El macaco japonés del zoológico de Haría se rehabilitará en Holanda

El animal ha sido trasladado al centro de rescate AAP en Almere, donde será cuidado y resocializado con otros animales de su misma especie hasta que pueda ser reubicado en otro zoológico.

Canarias - 5/7/2019 EFE
Fotograma RTVC. El macaco japonés, último habitante del Guinate Tropical Park de Haría.
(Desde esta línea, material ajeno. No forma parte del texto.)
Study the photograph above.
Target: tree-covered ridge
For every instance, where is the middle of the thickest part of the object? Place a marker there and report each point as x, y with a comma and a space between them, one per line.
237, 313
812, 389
Fotograma RTVC. El macaco japonés, último habitante del Guinate Tropical Park de Haría.
El macaco japonés que vivía aislado en Lanzarote, tras el cierre de Guinete Park en 2016, ha sido trasladado a Holanda tras un acuerdo entre los centros Oasis WildLife Fuerteventura y Stichting AAP de Almere.

El primate se encontraba solo tras la clausura de este centro en Lanzarote y ahora ha encontrado una segunda oportunidad en la fundación holandesa APP, donde será rehabilitado hasta que se encuentre un centro adecuado para él, ha informado el zoológico de Fuerteventura en un comunicado.

El animal ha sido trasladado al centro de rescate AAP en Almere, donde será cuidado y resocializado con otros animales de su misma especie hasta que pueda ser reubicado en otro zoológico.

El animal ha sido controlado y cuidado hasta el momento de su traslado y durante el mismo por el equipo de veterinarios y primatólogos de Oasis WildLIfe Fuerteventura, indica la nota.

La primatóloga de Oasis WildLife Fuerteventura, Belén Roca, ha explicado cómo tras conocer el caso del macaco "se puso en marcha toda la operativa para ayudar en las gestiones de traslado del mismo".

El zoológico se ha hecho cargo de "los altos costes económicos que esto conlleva: chequeos sanitarios, sedación, captura y traslado de este animal, en cumplimiento de manera fehaciente de cada uno de los requisitos exigidos para su transporte hasta Holanda", ha indicado Roca.

El propietario del centro clausurado de Guinate Park ha cedido este ejemplar al no poder hacerse cargo de él, tras el cierre voluntario del parque, a favor de AAP y ha adquirido su compromiso de no volver a comprar animales.

Tras meses de inactividad, el centro de Lanzarote se vio obligado a cerrar sus puertas definitivamente y ceder los animales que poseía a los escasos centros españoles que se ofrecieron a ayudarle.